La clínica donde nací se convirtió en un asilo de ancianos, luego en un espacio vacío y al final la okuparon y desalojaron. Pero no la han derribado.
Aunque confunda el paso del tiempo con el espacio de una ciudad, yo nací aquí: en esta ciudad que a veces no somos capaces de reconocer bajo la ciudad nueva. En 1970. En la clínica privada del doctor Ripoll, un edificio de color de rosa con puertas de madera blanca, en el barrio de Sant Gervasi. En la falda de la montaña del Tibidabo. Hace unos años lo okuparon un grupo de jóvenes del barrio que se iban a duchar y a comer a casa, pero volvían por la noche a dormir. En la esquina de Madrazo con Alfons XII, una calle que siempre me ha parecido discreta.

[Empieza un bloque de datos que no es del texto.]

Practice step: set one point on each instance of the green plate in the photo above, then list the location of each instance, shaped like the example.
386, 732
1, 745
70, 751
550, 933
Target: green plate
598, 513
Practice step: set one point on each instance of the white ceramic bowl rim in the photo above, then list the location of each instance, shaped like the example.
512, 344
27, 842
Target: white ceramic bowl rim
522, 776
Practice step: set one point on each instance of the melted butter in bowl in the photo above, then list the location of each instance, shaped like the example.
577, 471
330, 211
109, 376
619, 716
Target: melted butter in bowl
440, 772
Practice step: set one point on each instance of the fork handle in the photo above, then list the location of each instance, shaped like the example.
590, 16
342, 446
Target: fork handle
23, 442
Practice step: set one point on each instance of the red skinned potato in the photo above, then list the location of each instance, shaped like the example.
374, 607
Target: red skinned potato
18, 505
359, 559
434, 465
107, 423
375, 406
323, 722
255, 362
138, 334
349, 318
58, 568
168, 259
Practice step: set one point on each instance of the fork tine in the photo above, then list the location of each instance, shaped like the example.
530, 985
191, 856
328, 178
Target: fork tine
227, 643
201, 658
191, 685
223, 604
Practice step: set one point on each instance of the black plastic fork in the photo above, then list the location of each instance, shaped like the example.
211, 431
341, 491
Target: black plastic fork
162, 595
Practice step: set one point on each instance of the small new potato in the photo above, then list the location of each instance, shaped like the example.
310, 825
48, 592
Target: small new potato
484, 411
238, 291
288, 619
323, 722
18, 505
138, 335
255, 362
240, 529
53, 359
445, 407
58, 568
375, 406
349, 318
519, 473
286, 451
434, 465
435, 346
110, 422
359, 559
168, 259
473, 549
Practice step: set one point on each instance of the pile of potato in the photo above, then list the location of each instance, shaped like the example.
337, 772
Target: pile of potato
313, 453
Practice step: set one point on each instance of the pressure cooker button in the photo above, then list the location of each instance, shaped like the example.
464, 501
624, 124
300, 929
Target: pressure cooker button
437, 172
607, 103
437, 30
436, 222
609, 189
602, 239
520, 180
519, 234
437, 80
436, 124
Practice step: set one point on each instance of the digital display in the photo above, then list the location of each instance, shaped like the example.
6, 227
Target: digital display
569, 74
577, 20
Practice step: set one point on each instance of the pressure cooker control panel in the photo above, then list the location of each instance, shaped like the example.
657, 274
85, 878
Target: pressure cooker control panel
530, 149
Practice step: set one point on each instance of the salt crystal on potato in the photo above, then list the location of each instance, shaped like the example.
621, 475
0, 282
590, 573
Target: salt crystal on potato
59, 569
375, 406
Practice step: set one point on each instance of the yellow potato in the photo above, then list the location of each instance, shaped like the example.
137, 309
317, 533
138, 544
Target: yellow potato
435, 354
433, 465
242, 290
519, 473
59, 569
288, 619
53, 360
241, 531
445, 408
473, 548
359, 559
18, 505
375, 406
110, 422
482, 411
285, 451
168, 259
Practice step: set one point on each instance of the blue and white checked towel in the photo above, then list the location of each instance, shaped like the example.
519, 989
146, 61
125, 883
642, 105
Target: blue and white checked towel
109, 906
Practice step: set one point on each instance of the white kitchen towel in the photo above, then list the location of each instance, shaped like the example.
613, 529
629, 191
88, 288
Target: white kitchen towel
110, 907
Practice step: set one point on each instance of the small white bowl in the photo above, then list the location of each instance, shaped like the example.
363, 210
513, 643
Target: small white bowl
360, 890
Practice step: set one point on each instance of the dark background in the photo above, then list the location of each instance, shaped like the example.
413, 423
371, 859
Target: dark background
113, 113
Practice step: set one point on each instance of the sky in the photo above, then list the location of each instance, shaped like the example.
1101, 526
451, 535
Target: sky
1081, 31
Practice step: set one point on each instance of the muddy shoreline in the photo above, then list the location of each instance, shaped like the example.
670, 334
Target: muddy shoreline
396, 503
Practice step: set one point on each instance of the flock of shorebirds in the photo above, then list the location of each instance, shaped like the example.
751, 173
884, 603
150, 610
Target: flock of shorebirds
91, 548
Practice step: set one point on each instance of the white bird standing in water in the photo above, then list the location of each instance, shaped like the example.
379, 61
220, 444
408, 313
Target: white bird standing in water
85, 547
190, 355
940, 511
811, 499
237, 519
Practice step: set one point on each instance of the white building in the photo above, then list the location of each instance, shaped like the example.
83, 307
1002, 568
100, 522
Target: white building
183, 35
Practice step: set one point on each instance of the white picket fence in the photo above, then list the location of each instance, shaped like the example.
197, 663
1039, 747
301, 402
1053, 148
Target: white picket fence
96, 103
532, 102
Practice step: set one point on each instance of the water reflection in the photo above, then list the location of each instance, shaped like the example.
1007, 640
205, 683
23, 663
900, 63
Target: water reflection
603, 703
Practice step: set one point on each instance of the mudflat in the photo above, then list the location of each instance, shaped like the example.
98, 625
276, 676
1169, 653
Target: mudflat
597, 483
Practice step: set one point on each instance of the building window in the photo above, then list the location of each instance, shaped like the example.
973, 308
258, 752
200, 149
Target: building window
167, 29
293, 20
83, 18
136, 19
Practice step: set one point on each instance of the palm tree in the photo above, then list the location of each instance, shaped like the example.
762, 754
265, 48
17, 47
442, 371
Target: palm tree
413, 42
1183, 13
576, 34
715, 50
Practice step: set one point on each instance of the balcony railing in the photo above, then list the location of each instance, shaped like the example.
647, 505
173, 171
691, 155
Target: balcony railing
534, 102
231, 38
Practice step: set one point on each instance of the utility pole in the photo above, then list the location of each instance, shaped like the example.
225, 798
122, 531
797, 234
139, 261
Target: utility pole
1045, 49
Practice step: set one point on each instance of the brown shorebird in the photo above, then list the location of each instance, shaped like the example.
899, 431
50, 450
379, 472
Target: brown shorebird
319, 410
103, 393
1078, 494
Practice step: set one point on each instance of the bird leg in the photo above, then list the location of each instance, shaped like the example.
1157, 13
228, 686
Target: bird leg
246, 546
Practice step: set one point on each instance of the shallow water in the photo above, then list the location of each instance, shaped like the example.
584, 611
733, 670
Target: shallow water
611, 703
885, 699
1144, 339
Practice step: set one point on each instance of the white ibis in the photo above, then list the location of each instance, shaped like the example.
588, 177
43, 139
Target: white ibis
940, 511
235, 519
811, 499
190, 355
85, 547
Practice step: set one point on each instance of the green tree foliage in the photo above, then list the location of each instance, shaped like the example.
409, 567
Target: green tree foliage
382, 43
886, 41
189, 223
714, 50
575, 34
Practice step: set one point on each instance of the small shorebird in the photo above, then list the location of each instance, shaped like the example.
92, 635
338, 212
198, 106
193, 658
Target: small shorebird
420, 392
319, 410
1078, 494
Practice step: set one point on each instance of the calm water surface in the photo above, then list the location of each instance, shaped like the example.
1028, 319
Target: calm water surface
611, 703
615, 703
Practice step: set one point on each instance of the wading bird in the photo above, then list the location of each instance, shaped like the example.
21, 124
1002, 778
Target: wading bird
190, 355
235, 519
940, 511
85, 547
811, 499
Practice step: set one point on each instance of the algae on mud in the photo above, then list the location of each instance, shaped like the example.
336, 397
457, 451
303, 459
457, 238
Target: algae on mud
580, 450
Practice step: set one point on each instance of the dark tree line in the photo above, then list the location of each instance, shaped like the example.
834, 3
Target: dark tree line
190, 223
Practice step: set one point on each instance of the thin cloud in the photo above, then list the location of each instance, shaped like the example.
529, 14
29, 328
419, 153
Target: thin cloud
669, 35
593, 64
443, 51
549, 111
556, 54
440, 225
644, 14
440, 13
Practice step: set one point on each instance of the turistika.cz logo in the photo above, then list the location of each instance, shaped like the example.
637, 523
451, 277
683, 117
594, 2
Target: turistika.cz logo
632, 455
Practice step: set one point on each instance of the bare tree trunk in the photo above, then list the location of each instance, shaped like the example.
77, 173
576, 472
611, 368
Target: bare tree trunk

La clínica rosa, que era un caserón modernista y con el tiempo se convirtió en un asilo de ancianos, después en un espacio vacío y hace unos años fue finalmente okupado, se convirtió en noticia en los periódicos locales. Y se dijo que su desalojo era previo a su destrucción. Eso hizo que en los últimos años yo visitara el lugar con cierta frecuencia. Con cierta tristeza. Pero pese a que sí fue desalojado, nunca lo derribaron y está casi como estaba. Algo más sucio, con ventanas y puertas tapiadas pero rodeado de árboles frondosos que no paran de crecer, pese a las intenciones tóxicas de edificar hasta en los mínimos espacios urbanos que quedan libres, como si quisiéramos vivir en un mundo lleno a rebosar.
Y pese a que no he podido volver a entrar en él, conservo su recuerdo. Porque cuando yo tenía tres años, en la misma clínica nació mi hermana pequeña, y recuerdo ver desde la habitación en que ella estaba con mi madre, como si fuera más difícil de distinguir, mi propia habitación con camas de color verde al otro lado del patio interior de manzana. Además, tengo las fotografías que hice meses antes de que fuese okupada y que conforman un plano mental de los lugares donde me he quedado para siempre. Un trazo que si se repasa tiene todo el sentido del mundo. Se entra por la primera fotografía: una puerta, la primera que crucé en brazos de mi madre para salir a la calle. Porque yo nací aquí. En Barcelona. En el año 1970. Cuando mi familia vivía en la calle Dènia esquina Oliana. En el tercer piso de un edificio que tenía una terraza muy grande en un lado y en el otro un patio interior desde donde se veían con toda claridad las ventanas interiores de la clínica del doctor Ripoll. De modo que nací y solo tuve que atravesar medio chaflán para llegar a casa. Después viví durante unos años en una habitación con camas verdes desde la que siempre pude ver la ventana de la habitación en la que había nacido y recordar sus paredes rosas, sus marcos blancos. No porque tuviera ninguna recuerdo de mi nacimiento, sino del de mi hermana. Y siempre he querido pensar que ella y yo nacimos en la misma habitación.
El día en que yo nací la familia de mi padre no estaba allí. Habían ido a París a celebrar la boda de mi tío. Así que, pese a mis recuerdos, fue mi padre quien primero escribió algo sobre mi vida: para avisarles de que todo había ido bien. Pero antes de hacerlo envió un ramo de flores a mi madre con una tarjeta que yo no vi hasta que fui mayor y que estaba dentro de un sobre que llevaba escrita esta indicación: “Sra. Bosch. Hab Nº 6. Clínica Dr Ripoll”. La tarjeta dice: “Estamos muy contentos de tener otra niña en casa”, antes, cuando a las mujeres se nos llamaba niñas como si fuese algo bonito, que muy probablemente lo pretendía. La firmaban mi padre y mi hermano mayor. Y después de enviar el ramo, mi padre envió un telegrama a París en el que lo hacía saber a su familia “Nacida felizmente Lolita”. Aunque para hacerlo no escribió con su letra. Porque los telegramas, como los télex, se enviaban y se recibían con una tipografía neutra. Aunque fuera de ese modo de escribir casi ajeno, la familia de mi padre pudo saber que me llamaba Lolita, que estaba bien y que había nacido aquí. En esta ciudad que aún hoy nos envuelve, pese a que apenas seamos capaces de reconocerla bajo la ciudad nueva.